- Also known as: Vous les femmes
- Genre: Sketch comedy
- Created by: Judith Siboni Olivia Côte
- Written by: Judith Siboni Olivia Côte
- Directed by: Christian Merret-Palmair
- Starring: Judith Siboni Olivia Côte
- Country of origin: France
- Original language: French
- No. of seasons: 4
- No. of episodes: 432

Production
- Production company: CALT / Téva

Original release
- Network: Téva
- Release: 25 May 2007

= WOMEN! =

WOMEN! (Vous les femmes, "You women" premiered 2007) is a French sketch comedy show starring Judith Siboni and Olivia Côte. Season 1 was produced by David Lanzmann, seasons 2, 3 and 4 were produced by Christian Merret Palmair. It was originally shown on M6, before being adapted and broadcast abroad on numerous different channels. In France each of the 400+ sketches is considered an episode, whereas in the UK (where the show was retitled WOMEN!) between ten and twenty sketches were put together to make one 30 minute episode.

==Comedy==
Written by and starring Judith Siboni and Olivia Côte, the pair play various female characters from different French socio-cultural backgrounds — BCBG mother, bachelorette, nymphomaniac lawyer, stressed office worker, consumer think tank - usually urban, aged between 25 and 35. These women are portrayed in ordinary situations that quickly turn absurd and comical. The show's website writes that "the series shows the paradox of modern women in undermining the image of the sexy, romantic and perfect."

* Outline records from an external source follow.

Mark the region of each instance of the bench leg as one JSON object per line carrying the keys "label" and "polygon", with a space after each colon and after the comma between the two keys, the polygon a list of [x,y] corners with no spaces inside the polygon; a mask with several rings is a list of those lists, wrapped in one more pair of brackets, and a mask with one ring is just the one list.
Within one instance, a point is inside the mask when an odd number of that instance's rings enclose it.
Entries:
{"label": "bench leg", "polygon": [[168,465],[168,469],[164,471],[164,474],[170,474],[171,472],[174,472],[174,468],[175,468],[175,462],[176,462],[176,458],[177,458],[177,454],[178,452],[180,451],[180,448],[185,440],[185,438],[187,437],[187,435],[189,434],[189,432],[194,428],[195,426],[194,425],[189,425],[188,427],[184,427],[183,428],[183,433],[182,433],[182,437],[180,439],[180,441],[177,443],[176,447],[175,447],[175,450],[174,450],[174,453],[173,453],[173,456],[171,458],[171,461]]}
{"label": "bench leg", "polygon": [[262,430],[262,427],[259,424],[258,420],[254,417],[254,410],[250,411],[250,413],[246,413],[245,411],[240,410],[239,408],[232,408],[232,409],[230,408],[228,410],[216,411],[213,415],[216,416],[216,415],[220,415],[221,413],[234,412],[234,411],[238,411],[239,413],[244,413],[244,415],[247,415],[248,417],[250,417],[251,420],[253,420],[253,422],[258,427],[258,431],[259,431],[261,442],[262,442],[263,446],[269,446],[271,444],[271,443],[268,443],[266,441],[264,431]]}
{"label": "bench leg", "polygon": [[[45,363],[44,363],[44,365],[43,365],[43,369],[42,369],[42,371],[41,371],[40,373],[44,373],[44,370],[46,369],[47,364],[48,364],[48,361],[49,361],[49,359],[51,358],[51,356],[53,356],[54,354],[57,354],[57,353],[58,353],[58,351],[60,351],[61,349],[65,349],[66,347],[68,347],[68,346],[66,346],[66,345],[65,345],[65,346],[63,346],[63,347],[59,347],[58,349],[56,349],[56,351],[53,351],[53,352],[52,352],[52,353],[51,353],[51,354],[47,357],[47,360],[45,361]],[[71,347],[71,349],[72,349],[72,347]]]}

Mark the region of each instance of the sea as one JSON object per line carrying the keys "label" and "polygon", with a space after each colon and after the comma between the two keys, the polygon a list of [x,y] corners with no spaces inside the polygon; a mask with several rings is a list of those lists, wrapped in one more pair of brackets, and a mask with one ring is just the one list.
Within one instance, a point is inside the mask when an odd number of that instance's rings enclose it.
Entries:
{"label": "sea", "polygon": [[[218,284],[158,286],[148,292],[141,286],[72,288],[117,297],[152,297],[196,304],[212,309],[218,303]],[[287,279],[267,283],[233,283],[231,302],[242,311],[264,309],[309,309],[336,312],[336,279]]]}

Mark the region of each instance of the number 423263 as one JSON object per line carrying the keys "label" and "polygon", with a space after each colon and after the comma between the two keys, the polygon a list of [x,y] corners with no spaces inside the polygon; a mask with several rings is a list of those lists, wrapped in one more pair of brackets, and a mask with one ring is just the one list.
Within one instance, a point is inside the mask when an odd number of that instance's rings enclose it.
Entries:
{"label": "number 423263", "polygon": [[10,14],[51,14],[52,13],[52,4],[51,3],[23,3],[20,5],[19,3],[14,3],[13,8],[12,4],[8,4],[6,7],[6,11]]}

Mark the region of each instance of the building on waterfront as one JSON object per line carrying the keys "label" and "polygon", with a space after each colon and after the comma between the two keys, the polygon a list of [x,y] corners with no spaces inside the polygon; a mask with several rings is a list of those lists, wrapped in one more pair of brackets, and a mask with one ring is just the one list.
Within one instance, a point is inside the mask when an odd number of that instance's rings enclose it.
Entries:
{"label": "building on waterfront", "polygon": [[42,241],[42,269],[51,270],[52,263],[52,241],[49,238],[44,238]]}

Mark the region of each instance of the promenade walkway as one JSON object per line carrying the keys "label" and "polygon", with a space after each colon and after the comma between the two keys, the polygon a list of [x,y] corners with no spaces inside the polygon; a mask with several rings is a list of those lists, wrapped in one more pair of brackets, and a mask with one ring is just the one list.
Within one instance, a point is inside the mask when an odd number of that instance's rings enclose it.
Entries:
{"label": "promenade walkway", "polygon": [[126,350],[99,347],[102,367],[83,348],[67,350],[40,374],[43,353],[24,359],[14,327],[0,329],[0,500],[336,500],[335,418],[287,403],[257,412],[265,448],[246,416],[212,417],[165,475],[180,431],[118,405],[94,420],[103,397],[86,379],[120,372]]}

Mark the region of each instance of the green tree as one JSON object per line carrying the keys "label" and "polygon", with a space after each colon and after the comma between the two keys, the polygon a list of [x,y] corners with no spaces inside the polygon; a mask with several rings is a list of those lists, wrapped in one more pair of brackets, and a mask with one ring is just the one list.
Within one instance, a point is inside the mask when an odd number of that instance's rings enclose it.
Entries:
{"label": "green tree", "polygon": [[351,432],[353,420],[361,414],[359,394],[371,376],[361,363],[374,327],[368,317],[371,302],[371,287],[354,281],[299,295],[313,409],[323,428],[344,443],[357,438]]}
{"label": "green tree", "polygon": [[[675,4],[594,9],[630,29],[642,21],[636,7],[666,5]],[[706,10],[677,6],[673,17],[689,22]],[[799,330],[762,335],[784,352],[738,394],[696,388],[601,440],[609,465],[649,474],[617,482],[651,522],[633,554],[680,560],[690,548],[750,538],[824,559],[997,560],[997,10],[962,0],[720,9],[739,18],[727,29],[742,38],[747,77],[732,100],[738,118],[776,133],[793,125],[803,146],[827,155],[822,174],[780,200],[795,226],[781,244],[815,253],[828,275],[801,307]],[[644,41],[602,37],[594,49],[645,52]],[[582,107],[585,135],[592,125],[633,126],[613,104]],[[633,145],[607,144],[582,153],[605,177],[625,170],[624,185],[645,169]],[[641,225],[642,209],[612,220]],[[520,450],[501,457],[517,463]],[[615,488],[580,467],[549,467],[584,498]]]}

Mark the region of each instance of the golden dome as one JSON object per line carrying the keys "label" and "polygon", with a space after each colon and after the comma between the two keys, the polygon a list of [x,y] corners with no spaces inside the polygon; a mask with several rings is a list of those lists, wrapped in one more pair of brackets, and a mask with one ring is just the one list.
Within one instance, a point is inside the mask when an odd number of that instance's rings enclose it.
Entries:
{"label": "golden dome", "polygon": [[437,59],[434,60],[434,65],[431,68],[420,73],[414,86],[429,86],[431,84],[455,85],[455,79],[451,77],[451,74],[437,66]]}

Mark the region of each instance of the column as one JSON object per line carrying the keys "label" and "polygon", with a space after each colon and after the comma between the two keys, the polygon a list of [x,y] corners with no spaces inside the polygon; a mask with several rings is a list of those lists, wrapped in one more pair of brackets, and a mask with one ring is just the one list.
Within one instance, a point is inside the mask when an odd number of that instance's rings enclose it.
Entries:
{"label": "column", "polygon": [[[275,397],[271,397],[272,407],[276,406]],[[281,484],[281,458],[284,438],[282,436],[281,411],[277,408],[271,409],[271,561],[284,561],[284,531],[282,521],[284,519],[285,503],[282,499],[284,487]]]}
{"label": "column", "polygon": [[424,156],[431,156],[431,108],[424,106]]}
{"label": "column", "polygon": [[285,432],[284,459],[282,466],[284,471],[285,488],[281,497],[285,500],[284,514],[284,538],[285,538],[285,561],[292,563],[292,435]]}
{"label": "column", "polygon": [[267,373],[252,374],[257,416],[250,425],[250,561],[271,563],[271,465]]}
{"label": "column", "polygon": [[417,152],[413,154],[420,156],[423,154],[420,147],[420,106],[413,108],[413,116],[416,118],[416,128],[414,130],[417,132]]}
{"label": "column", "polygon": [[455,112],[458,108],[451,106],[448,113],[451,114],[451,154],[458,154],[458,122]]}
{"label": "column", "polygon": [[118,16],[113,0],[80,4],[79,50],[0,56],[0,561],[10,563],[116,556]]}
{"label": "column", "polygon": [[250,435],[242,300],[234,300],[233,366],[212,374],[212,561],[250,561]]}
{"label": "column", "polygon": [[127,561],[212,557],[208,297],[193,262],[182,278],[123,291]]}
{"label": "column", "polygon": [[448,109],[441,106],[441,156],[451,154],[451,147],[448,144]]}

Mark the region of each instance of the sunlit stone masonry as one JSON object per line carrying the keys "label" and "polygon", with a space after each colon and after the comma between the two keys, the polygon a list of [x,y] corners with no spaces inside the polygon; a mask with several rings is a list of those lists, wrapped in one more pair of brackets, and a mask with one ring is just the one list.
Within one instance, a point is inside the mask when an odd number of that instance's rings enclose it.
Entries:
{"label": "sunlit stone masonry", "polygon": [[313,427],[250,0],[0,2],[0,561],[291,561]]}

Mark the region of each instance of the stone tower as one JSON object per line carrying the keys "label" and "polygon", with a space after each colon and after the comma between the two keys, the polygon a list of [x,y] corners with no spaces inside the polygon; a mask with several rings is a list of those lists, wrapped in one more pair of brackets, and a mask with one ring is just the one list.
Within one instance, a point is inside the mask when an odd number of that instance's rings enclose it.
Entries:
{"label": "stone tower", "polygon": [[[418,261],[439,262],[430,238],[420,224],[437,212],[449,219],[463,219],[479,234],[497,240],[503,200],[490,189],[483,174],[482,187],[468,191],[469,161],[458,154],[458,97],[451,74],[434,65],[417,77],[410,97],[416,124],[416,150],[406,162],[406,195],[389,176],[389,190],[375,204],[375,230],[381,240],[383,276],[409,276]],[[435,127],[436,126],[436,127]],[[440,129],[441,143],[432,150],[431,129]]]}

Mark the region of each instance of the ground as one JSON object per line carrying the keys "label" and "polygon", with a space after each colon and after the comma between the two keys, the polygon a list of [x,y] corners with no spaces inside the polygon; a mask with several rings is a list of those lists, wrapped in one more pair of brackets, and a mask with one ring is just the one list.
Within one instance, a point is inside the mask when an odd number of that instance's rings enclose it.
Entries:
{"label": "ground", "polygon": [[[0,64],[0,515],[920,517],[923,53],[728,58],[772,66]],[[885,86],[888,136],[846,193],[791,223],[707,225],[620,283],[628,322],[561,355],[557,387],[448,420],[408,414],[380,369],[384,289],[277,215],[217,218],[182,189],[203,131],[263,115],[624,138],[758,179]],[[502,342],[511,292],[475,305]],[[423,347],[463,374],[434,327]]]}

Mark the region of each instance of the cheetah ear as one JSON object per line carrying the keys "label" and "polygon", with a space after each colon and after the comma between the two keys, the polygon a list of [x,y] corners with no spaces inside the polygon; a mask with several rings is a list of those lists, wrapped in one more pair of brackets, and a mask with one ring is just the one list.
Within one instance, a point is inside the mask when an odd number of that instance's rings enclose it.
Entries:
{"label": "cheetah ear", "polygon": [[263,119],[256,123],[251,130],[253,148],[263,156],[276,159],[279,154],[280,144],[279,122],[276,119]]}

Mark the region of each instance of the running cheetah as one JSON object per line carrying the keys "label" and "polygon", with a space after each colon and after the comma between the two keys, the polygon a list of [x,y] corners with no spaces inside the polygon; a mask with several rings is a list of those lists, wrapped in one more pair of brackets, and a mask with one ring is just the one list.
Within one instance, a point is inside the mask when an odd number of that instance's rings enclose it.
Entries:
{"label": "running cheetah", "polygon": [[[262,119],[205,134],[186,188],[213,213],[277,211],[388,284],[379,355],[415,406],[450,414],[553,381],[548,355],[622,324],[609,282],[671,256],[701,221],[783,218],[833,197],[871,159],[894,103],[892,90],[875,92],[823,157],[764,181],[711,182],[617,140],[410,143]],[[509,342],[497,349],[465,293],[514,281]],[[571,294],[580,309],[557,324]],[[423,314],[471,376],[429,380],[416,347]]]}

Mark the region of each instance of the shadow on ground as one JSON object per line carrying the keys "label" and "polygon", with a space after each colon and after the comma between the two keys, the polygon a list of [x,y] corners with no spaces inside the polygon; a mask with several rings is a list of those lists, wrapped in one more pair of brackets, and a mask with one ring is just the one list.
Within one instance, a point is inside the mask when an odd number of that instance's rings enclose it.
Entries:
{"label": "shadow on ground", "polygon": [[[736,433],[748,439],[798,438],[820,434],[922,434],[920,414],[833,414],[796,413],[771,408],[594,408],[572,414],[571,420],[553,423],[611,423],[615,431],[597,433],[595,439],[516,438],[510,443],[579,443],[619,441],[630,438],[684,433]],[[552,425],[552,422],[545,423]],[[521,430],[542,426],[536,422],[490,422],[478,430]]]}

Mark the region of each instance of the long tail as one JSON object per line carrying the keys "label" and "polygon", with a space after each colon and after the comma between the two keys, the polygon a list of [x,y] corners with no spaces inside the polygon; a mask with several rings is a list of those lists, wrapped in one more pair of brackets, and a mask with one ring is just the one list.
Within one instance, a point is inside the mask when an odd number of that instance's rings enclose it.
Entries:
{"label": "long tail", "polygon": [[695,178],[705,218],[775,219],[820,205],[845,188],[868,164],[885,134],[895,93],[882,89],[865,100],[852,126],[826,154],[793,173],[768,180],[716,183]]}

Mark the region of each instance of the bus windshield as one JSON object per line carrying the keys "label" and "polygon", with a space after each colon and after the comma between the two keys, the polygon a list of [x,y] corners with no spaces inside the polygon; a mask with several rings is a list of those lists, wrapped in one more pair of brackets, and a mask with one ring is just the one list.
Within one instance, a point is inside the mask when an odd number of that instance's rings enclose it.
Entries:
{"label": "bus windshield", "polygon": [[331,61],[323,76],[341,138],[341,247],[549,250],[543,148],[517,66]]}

After the show found success, French celebrities began to make cameo appearances in the show, including Mélanie Laurent, Alexandre Astier, Miou-Miou, and Pierre Richard.

==International broadcasters==
The series was broadcast on téva in 2007 and rebroadcast on Italian television from 2009.

The series was adapted by and sold abroad. It has been broadcast in more than 25 countries, including: Switzerland, Spain (Vosotras las mujeres), Canada, Finland, Italy (Così fan tutte), Japan, Russia, Ukraine, Poland, Hungary (Nők!), Romania, Slovenia, Croatia, Serbia and Montenegro, North Macedonia, Turkey (Ah Biz Kadınlar), and Bosnia and Herzegovina. In the United Kingdom, WOMEN! was broadcast on BBC Two, starting 20 October 2011.